Sur une période de 110 ans, quatre campagnes photographiques ont permis de documenter une portion des paysages flamands. Entre 1904 et 1911, le botaniste Jean Massart a réalisé une série de photographies de paysages en Flandre afin de représenter la végétation naturelle dans le paysage et les relations entre l’agriculture et la géographie. En 1980, Georges Charlier, accompagné du botaniste Leo Vanhecke, a photographié à nouveau environ 60 images de Massart et, en 2003, Jan Kempenaers a été chargé de photographier les mêmes scènes. Une quatrième série a été réalisée par Michiel De Cleene en 2014. Chacune met l’accent sur des aspects documentaires, artistiques et scientifiques. La collection sert maintenant à la recherche sur l’urbanisation et les mutations du paysage.

Ces 4 séries mettent chacune l’accent sur différentes perceptions du paysage. Des aspects documentaires, artistiques et scientifiques peuvent être perçus dans chacune. Cette collection ainsi constituée sert maintenant de base de recherches sur l’urbanisation et les mutations du paysage.

Le projet a donné lieu à une exposition au SMAK (1) et à un livre aux éditions Roma.

 

Le 10 octobre dernier, la librairie Volume à Paris organisait une présentation de l’ouvrage lors d’une soirée animée par Jac Fol qui réunissait autour de lui : Pieter Uyttenhove et Bruno Notteboom, auteurs et directeurs de l’ouvrage et le photographe Georges  Charlier.

de gauche à droite : Samuel Hoppe, Jac Fol, Bruno Notteboom, Pieter Uyttenhove

Les intervenants se sont interrogés sur la liberté du photographe dans ce cadre strict. Analysant les déplacements de ligne d’horizon, de lumières à partir des données de référence de Jean Massart. L’apport de la narrativité dans le paysage combiné à la richesse des regards mettent en place un dispositif permettant d’écrire un scénario du paysage. Thème développé dans les textes sur la base d’une comparaison avec la chronophotographie.

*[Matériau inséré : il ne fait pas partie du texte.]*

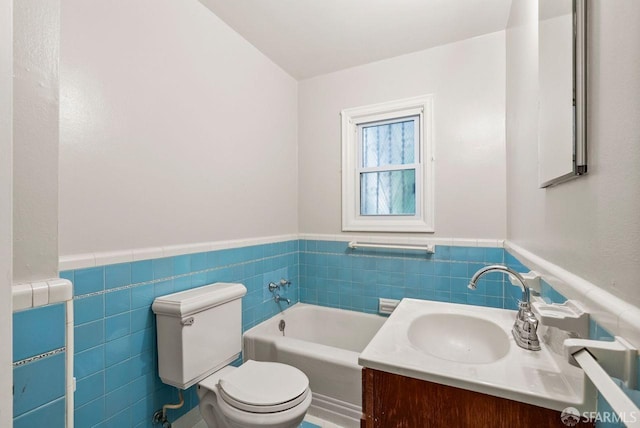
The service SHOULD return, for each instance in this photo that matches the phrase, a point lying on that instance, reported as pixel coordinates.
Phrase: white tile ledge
(617, 316)
(87, 260)
(41, 293)
(410, 240)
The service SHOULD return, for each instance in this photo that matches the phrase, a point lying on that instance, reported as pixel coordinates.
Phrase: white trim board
(617, 316)
(86, 260)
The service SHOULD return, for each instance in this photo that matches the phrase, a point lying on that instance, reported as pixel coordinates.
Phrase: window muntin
(388, 160)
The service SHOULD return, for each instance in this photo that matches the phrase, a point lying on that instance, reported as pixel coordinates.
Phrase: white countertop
(541, 378)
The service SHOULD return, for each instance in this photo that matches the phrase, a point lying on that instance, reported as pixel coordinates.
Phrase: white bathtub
(324, 343)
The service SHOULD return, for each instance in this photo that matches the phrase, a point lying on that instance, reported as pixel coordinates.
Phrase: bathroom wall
(467, 81)
(331, 274)
(173, 130)
(35, 133)
(115, 335)
(6, 206)
(589, 226)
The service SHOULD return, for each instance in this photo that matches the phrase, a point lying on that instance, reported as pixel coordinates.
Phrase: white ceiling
(312, 37)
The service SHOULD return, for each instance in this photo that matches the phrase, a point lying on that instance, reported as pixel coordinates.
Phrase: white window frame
(352, 118)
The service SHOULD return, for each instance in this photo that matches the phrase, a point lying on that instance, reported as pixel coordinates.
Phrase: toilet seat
(261, 387)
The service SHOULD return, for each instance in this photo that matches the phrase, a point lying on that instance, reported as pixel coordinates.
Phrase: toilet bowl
(256, 394)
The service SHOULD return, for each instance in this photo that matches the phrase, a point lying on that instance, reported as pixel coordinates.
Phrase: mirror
(562, 149)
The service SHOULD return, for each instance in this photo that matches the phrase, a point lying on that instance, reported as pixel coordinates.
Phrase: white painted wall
(6, 210)
(467, 81)
(589, 226)
(174, 130)
(35, 128)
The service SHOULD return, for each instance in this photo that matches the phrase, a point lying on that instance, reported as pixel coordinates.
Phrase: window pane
(388, 144)
(388, 192)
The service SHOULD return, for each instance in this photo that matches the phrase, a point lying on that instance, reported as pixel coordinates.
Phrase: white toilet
(199, 333)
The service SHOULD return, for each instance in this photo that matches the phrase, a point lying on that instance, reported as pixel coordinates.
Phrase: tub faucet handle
(273, 286)
(279, 298)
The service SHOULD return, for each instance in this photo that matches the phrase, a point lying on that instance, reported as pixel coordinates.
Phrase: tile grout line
(38, 357)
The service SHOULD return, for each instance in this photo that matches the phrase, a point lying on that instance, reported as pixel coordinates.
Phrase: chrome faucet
(525, 328)
(278, 298)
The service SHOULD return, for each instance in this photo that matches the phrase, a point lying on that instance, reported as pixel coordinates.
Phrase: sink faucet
(526, 325)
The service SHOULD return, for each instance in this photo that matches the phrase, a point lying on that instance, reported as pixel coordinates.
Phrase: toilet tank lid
(192, 301)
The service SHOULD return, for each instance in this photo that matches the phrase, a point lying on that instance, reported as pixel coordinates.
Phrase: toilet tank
(199, 331)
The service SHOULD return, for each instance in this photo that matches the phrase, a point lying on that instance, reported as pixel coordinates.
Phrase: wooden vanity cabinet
(394, 401)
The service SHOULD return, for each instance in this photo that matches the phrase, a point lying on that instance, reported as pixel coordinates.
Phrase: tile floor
(309, 422)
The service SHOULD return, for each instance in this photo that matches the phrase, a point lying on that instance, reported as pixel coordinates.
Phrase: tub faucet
(525, 327)
(279, 298)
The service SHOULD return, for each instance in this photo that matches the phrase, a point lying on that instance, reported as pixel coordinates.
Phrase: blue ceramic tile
(46, 324)
(443, 283)
(141, 385)
(89, 415)
(117, 376)
(117, 302)
(198, 279)
(443, 252)
(163, 288)
(87, 281)
(475, 254)
(142, 340)
(117, 275)
(141, 271)
(51, 415)
(213, 259)
(459, 254)
(88, 335)
(88, 309)
(38, 383)
(198, 262)
(141, 319)
(140, 411)
(122, 419)
(88, 389)
(142, 363)
(459, 270)
(67, 274)
(162, 268)
(117, 350)
(117, 326)
(88, 362)
(494, 255)
(181, 284)
(182, 264)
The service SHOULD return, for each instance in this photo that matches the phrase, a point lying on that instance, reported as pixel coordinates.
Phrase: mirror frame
(579, 96)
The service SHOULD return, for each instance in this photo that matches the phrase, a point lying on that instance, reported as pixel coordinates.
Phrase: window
(387, 167)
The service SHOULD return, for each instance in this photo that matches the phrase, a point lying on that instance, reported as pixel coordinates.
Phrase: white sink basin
(460, 338)
(471, 347)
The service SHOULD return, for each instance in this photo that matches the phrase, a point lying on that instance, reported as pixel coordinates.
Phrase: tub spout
(279, 298)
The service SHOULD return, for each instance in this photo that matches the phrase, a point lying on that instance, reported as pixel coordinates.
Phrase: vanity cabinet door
(393, 401)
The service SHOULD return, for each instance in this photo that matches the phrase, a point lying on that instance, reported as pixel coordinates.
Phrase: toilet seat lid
(263, 386)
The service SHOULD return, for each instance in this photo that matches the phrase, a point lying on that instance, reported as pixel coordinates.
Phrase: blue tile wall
(331, 274)
(39, 367)
(115, 338)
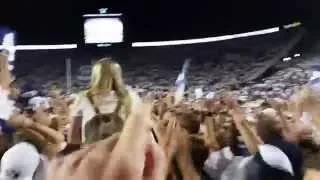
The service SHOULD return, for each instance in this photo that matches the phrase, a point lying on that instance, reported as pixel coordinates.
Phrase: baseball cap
(20, 162)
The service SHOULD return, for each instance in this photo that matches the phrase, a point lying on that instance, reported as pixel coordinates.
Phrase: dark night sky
(60, 21)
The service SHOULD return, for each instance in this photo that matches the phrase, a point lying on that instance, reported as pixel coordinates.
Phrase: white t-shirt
(107, 104)
(7, 107)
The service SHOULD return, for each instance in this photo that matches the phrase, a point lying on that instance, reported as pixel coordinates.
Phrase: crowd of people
(108, 132)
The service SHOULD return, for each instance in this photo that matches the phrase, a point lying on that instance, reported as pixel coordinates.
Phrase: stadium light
(287, 59)
(44, 47)
(10, 67)
(102, 15)
(297, 55)
(205, 40)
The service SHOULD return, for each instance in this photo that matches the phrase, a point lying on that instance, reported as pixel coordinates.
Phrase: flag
(180, 84)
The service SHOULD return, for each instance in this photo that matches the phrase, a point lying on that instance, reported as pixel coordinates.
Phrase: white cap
(38, 101)
(198, 93)
(20, 162)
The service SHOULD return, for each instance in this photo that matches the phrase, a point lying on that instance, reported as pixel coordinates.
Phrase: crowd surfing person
(122, 137)
(107, 98)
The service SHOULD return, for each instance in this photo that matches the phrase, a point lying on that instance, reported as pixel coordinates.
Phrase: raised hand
(5, 74)
(131, 155)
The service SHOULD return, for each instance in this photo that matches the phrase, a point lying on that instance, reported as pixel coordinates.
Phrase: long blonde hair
(106, 76)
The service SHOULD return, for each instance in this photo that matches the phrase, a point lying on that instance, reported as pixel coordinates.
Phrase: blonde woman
(107, 94)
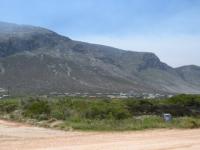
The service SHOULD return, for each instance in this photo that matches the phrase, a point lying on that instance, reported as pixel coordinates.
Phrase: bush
(36, 109)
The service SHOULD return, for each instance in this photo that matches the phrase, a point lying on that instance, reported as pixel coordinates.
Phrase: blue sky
(169, 28)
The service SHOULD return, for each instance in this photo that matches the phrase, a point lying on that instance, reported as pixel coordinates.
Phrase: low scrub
(104, 114)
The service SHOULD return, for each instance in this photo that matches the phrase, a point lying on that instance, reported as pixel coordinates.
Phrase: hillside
(37, 60)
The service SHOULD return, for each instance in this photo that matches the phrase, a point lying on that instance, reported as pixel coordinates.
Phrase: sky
(169, 28)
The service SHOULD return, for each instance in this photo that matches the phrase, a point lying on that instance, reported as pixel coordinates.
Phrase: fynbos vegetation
(104, 114)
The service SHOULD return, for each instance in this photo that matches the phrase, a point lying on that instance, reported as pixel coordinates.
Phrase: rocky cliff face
(36, 60)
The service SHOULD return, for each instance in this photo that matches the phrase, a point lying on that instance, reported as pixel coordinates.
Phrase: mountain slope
(37, 60)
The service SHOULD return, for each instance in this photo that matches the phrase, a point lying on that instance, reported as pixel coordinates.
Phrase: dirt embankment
(16, 136)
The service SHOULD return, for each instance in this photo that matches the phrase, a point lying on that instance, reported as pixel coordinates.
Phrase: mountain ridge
(38, 60)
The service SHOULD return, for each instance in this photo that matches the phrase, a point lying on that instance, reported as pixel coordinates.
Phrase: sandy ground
(15, 136)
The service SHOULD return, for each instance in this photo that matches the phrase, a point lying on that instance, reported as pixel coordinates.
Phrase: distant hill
(37, 60)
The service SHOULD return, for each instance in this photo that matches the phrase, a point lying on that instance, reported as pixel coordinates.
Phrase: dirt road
(15, 136)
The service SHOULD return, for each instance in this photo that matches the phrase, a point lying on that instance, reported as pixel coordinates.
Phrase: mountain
(37, 60)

L’exposition de 2006 était une coproduction de l’Université SMAK et Gand – Département d’architecture et d’urbanisme et bibliothèque universitaire avec le focus architecture-.

Le livre  abondamment illustré par la collection complète de photos de Jean Massart, Georges Charlier et Jan Kempenaers, comprend des données descriptives, un atlas pratique des lieux et une brève description analytique de chaque ensemble de photographies. Un corpus de textes avec des entretiens et les points de vue des chercheurs trouve un complément interactif sur le site.

Sur la base de dix lieux en Flandre, une histoire commentée de la transformation du paysage, de la conception urbaine, du cadre de vie et de la culture vivante est présentée. La recherche urbaine de Labo S (2) fournit un certain nombre de solutions pour mieux comprendre les causes de ce changement, telles que l’expansion des zones résidentielles et les mutations de l’agriculture qui indiquent l’industrialisation de la production alimentaire. Les réseaux d’infrastructure, les mâts GSM, les éoliennes, la gestion des cours d’eau et les impacts à grande échelle sont particulièrement frappants.

Contrairement aux attentes, les images montrent que de nouvelles zones naturelles ont récemment été créées, mais pas toujours pour des raisons écologiques. Vous verrez, entre autres, une zone de compensation pour l’extension du port d’Anvers. Ou un horizon entièrement construit à la limite d’une nouvelle zone naturelle à Nieuport, résultat visible de la demande croissante de séjours temporaires sur la côte et de la pression des promoteurs immobiliers.

La recherche peut être consultée dans son intégralité sur le site. Les photos peuvent être visualisées de manière interactive: sur une carte de la Flandre, vous pourrez afficher les soixante «paysages», ainsi que toutes les données de la recherche.

Notes :

(1)  S.M.A.K. (Stedelijk Museum voor Actuele Kunst)

(2) Labo S est le laboratoire de recherche en développement urbain du département d’architecture et d’urbanisme de l’Université de Gand. Il est destiné aux recherches sur les problèmes de développement urbain axées sur la conception et les missions. L’expertise et la vision sur les problèmes de la « métropole horizontale » sont développées et transmises au moyen de travaux d’étude et de projets de recherche, ainsi que d’expositions, de colloques et de publications.